1

I have a string with comma separated values, like:

742108,SOME-STRING_A_-BLAHBLAH_1-4MP0RTTYE,SOME-STRING_A_-BLAHBLAH_1-4MP0-,,,

As you can see, the 3rd comma separated value has sometimes special character, like the dash (-), in the end. I want to used sed, or preferably perl command to replace this string (with the -i option, so as to replace at existing file), with same string at the same place (i.e. 3rd comma separated value) but without the special character (like the dash (-)) at the end of the string. So, result at above example string should be:

742108,SOME-STRING_A_-BLAHBLAH_1-4MP0RTTYE,SOME-STRING_A_-BLAHBLAH_1-4MP0,,,

Since such multiple lines like the above are inside a file, I am using while loop at shell/bash script to loop and manipulate all lines of the file.
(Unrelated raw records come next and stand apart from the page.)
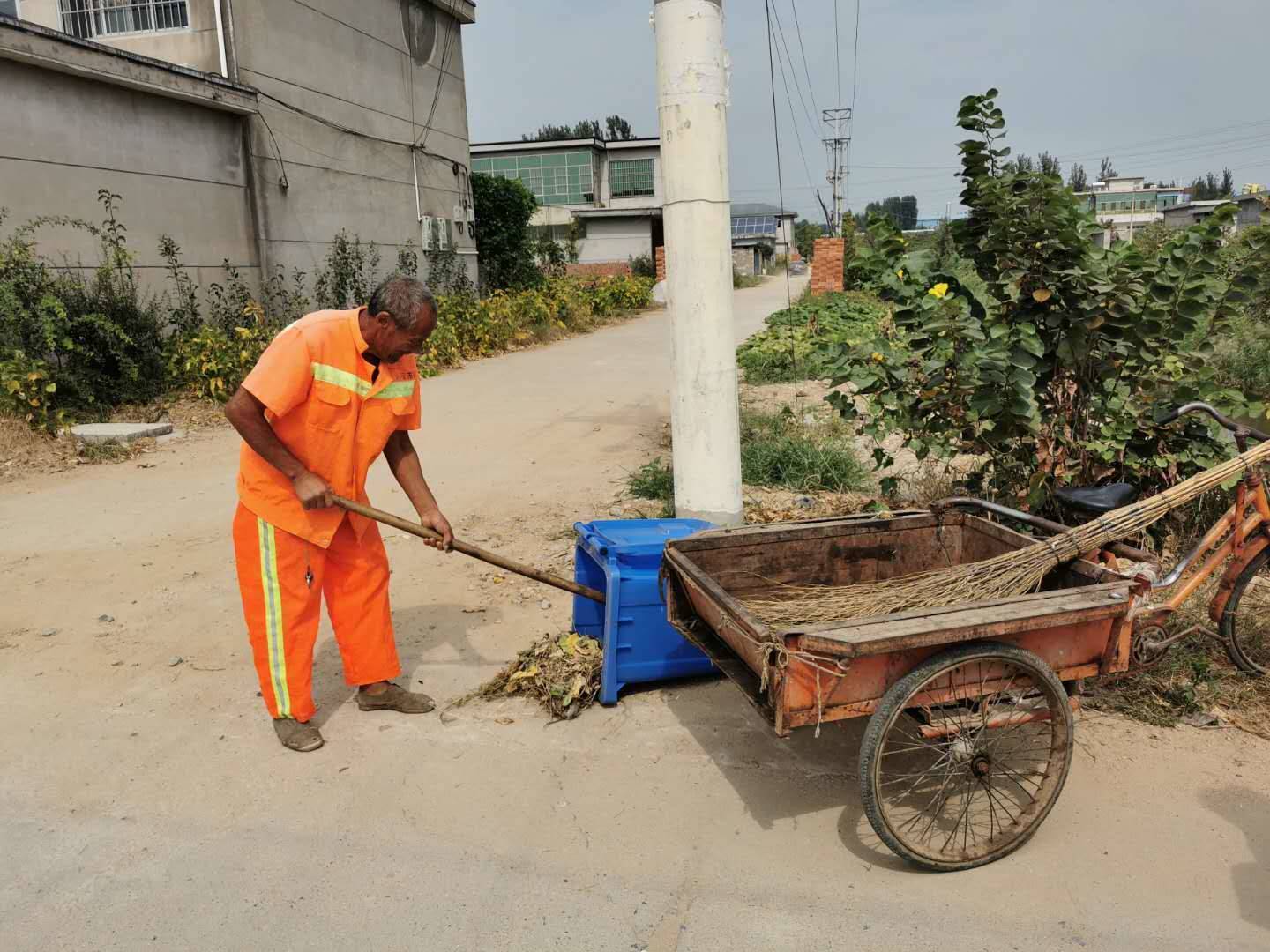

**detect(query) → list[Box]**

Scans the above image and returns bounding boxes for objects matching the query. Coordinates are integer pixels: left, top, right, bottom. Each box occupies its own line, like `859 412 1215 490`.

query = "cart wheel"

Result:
860 641 1072 872
1221 548 1270 678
And I have assigned the above string values to variables, so as to replace them using perl. So, my while loop is:

while read mystr
do
myNEWstr=$(echo $mystr | sed s/[_.-]$// | sed s/[__]$// | sed s/[_.-]$//)
perl -pi -e "s/\b$mystr\b/$myNEWstr/g" myFinalFile.txt
done < myInputFile.txt

where:

$mystr is the "SOME-STRING_A_-BLAHBLAH_1-4MP0-"
$myNEWstr result is the "SOME-STRING_A_-BLAHBLAH_1-4MP0"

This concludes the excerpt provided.